Francesca’s finger flew high, blood trailing, arcing gracefully, before hitting the ground somewhere in the crowd, a claw attached, her screams momentarily silencing the tightly-packed bar. “O Gesu Mio” as the sight of her pulsing, bloody stump was absorbed by the stunned crowd!
Notwithstanding Covid restrictions, Darwin’s Lims’ Hotel bar seethed – humanity, humidity, beers, laughter, murderous crabs, numbered contestants, and carapaces competing in the annual Northern Territory Barefoot Mud Crab Tying contest: “The quickest to secure three Muddies wins the purse!”

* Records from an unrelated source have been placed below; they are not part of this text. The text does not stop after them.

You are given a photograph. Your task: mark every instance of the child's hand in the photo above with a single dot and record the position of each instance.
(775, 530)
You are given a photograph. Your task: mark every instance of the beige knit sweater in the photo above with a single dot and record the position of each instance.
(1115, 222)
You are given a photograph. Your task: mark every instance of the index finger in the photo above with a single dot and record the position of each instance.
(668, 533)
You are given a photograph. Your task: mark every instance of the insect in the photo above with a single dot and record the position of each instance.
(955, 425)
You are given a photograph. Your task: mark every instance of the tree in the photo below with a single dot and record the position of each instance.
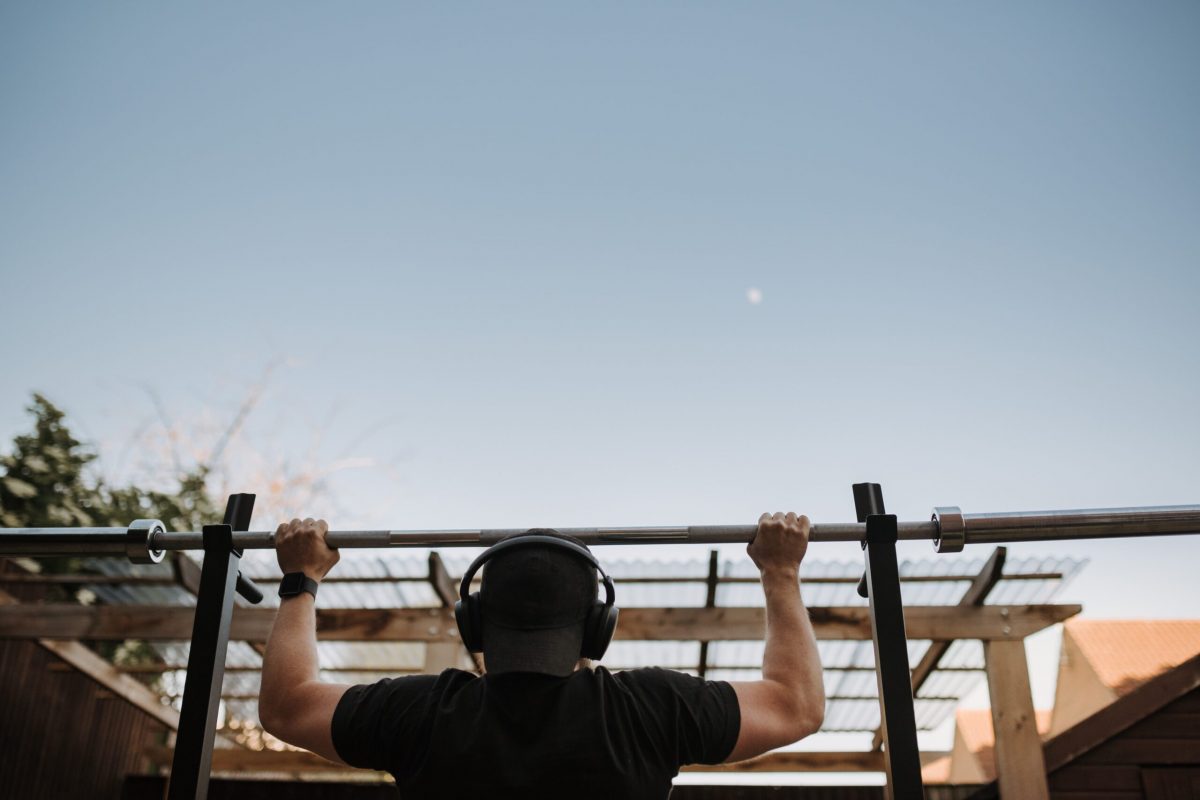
(46, 485)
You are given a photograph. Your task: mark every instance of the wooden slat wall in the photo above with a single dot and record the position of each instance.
(1116, 770)
(61, 734)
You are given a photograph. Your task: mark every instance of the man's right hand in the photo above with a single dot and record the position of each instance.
(780, 542)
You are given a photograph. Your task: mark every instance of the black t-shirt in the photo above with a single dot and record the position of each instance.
(592, 734)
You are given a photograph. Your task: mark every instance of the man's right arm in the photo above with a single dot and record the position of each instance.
(789, 703)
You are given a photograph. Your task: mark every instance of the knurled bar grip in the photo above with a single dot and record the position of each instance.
(949, 530)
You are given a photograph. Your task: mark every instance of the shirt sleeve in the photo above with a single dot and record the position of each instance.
(699, 719)
(372, 722)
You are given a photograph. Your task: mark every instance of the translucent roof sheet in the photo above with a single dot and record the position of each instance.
(400, 579)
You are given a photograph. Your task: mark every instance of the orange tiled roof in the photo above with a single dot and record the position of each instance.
(975, 725)
(1125, 654)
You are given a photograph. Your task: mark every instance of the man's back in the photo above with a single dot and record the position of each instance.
(591, 734)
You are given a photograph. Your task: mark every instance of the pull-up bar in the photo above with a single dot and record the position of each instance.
(949, 529)
(148, 540)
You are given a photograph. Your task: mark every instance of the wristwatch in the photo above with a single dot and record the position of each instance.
(294, 583)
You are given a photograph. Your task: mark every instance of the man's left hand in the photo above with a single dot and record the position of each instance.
(300, 547)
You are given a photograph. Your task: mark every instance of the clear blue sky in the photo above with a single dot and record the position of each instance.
(515, 242)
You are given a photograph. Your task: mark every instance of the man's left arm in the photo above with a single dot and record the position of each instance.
(294, 704)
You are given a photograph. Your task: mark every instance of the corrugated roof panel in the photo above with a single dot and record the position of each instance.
(736, 654)
(660, 595)
(625, 655)
(949, 684)
(964, 654)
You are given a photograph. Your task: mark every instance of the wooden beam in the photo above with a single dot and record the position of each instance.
(1020, 764)
(154, 623)
(129, 689)
(1122, 713)
(291, 761)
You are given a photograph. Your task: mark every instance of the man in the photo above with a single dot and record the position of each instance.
(540, 723)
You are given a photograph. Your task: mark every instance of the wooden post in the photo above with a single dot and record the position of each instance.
(1020, 763)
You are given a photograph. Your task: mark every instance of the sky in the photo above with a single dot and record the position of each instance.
(571, 264)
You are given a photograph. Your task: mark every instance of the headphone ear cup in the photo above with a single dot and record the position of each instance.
(600, 627)
(471, 629)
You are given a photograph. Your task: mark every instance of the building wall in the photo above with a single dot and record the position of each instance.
(63, 734)
(1080, 692)
(1156, 759)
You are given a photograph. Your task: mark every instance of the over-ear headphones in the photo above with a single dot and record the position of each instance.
(601, 620)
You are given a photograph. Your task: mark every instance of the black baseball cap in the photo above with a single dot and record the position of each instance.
(535, 601)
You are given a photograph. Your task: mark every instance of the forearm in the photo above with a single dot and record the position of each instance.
(790, 656)
(291, 659)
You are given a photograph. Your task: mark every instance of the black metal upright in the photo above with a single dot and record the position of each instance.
(205, 660)
(898, 721)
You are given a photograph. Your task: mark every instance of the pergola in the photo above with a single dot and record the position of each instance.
(385, 613)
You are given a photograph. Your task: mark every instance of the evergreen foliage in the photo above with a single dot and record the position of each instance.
(45, 483)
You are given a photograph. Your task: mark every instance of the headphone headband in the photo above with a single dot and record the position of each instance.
(526, 540)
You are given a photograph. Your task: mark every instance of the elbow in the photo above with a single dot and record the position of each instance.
(808, 716)
(271, 717)
(811, 720)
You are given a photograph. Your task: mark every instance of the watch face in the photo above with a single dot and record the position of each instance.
(292, 583)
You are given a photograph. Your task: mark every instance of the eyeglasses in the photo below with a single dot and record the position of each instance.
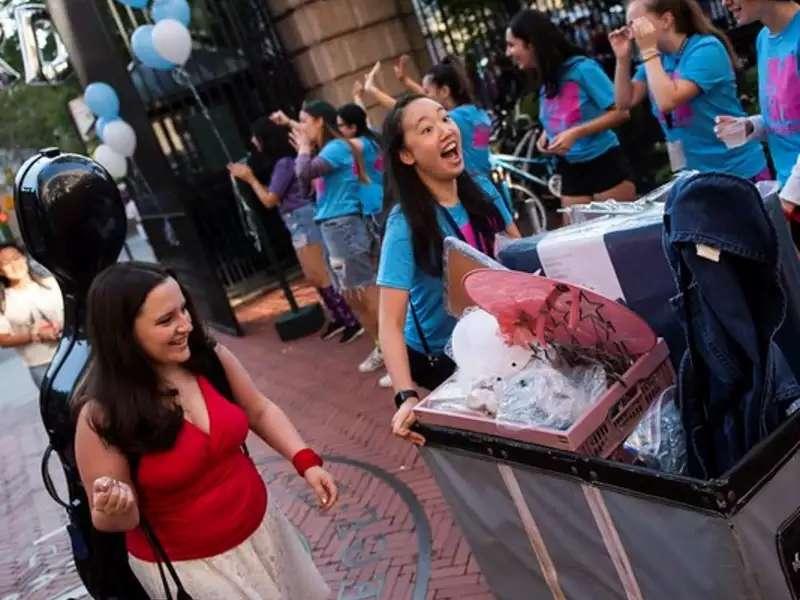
(14, 262)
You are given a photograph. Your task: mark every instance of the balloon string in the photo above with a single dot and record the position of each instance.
(169, 231)
(182, 77)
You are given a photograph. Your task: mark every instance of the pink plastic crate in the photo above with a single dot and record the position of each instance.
(599, 431)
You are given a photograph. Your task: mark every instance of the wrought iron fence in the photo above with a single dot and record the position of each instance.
(236, 65)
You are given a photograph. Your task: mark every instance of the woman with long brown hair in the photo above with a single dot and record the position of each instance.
(31, 311)
(161, 421)
(687, 67)
(337, 169)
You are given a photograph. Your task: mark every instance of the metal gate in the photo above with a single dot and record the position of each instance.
(475, 30)
(241, 72)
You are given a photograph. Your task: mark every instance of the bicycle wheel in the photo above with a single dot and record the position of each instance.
(533, 217)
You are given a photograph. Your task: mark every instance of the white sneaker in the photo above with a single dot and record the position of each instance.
(373, 362)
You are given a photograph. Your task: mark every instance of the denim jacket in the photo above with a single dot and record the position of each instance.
(734, 384)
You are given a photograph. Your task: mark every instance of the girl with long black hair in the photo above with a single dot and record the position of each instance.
(161, 420)
(351, 120)
(269, 172)
(577, 111)
(448, 84)
(433, 197)
(338, 169)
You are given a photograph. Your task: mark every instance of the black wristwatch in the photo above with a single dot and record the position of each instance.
(403, 395)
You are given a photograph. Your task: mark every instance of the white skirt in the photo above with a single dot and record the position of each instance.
(272, 564)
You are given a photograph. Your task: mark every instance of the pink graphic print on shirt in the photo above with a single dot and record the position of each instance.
(481, 136)
(563, 111)
(783, 94)
(682, 115)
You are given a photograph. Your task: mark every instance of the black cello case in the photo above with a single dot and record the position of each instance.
(73, 222)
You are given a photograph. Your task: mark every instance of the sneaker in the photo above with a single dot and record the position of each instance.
(351, 333)
(373, 362)
(333, 329)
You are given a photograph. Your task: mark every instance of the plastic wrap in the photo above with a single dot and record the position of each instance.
(459, 259)
(481, 353)
(659, 441)
(548, 395)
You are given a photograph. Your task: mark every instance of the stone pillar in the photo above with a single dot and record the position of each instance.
(333, 42)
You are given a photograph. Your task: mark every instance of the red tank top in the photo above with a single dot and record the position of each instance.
(203, 496)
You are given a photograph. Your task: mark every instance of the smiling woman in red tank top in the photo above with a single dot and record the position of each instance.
(161, 423)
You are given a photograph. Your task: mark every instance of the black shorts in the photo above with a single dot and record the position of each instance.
(596, 175)
(429, 374)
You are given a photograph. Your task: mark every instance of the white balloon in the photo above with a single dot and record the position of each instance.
(172, 41)
(121, 137)
(480, 351)
(114, 163)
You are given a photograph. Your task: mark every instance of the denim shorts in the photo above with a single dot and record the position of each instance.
(302, 228)
(350, 251)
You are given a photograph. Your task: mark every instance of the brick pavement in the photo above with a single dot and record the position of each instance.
(392, 537)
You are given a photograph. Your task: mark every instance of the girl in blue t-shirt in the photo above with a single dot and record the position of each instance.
(577, 111)
(447, 83)
(336, 171)
(352, 123)
(778, 50)
(688, 70)
(433, 197)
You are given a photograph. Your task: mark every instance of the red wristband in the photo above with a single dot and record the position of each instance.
(305, 459)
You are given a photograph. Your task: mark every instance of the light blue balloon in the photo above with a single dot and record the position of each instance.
(102, 100)
(171, 9)
(100, 125)
(134, 3)
(143, 49)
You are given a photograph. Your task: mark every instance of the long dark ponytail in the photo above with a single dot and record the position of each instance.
(551, 46)
(406, 189)
(690, 19)
(451, 72)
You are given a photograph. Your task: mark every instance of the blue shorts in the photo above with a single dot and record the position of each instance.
(350, 250)
(302, 227)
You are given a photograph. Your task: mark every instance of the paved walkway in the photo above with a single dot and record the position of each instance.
(392, 537)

We needed the $4,000 purse if we were ever going to get back home to Umbria. The Top End was the end of our WWOOF holiday, next stop home, we hoped.
Tiwi Islander crab-tying expert, Pius Puruntatamirri, had been honing Francesca’s skills for weeks. As the doctor applied a tourniquet to her stump and a few grams of morphine into her arm, I think about what steps she might have forgotten? Her tears continued to fall, but I sensed the pain eased as she too, reviewed the steps she’d applied to immobilize her quarry.
That first crab had been secured beautifully – no more than twenty-four seconds with the beasty on its back, front nippers pressed firmly into position, tied off, toe released, flinging the muddie into the basket, and advancing towards numero due!
A bit of a setback, nearly putting a toe into 100mm of vicelike, snapping claw. But a deft sidestep, toe holding shell down, in, under its guard, the string neatly in behind the nippers, out and around, drawing chord back between the upper and lower claws. Gotcha, the string taught and tied off. Fifty-six seconds!
Pius had warned her, “you get lazy after number two …. ya gotta keep ya focus, stay on guard”, he said. “They are cheeky buggers, strong too, real damage follows any mistake.”
Numero tre was an absolute brute! Three kilograms of solid, meat-filled frame! They circled each other, claws clacking menacingly, stalked eyes locked on her, each considering their opponent’s possible weaknesses. They sparred! The time ticked off: “Seventy-five seconds” the crowd roared, as she feinted to the left, string ready, a move to the right, the manoeuvre catching Muddie off guard.
This was it, and she was in, quick as a flash, foot raised, her big toe moving down, behind, onto Muddie, in practised anticipation of the restraint, string strategically moving into position for the first loop, around, and onto those bloody monstrous claws. Italia here we come. She told me later that at that moment, her Nonna and Mumma embraced her, welcoming her home!
The crowd chanted “100 seconds”. Forty-five more would set a record.
OK, she’s focused. Watch out for that right masher, wow that was close. Carefully does it. The left claw is secured, merda, she’s missed the right one. From the back, easy, slip it over and … the bugger has bitten through the string! Surely that isn’t allowed. Can you appeal? Hesitation, I looked across at Pius. There was a scream. Someone yelled, “Look out!”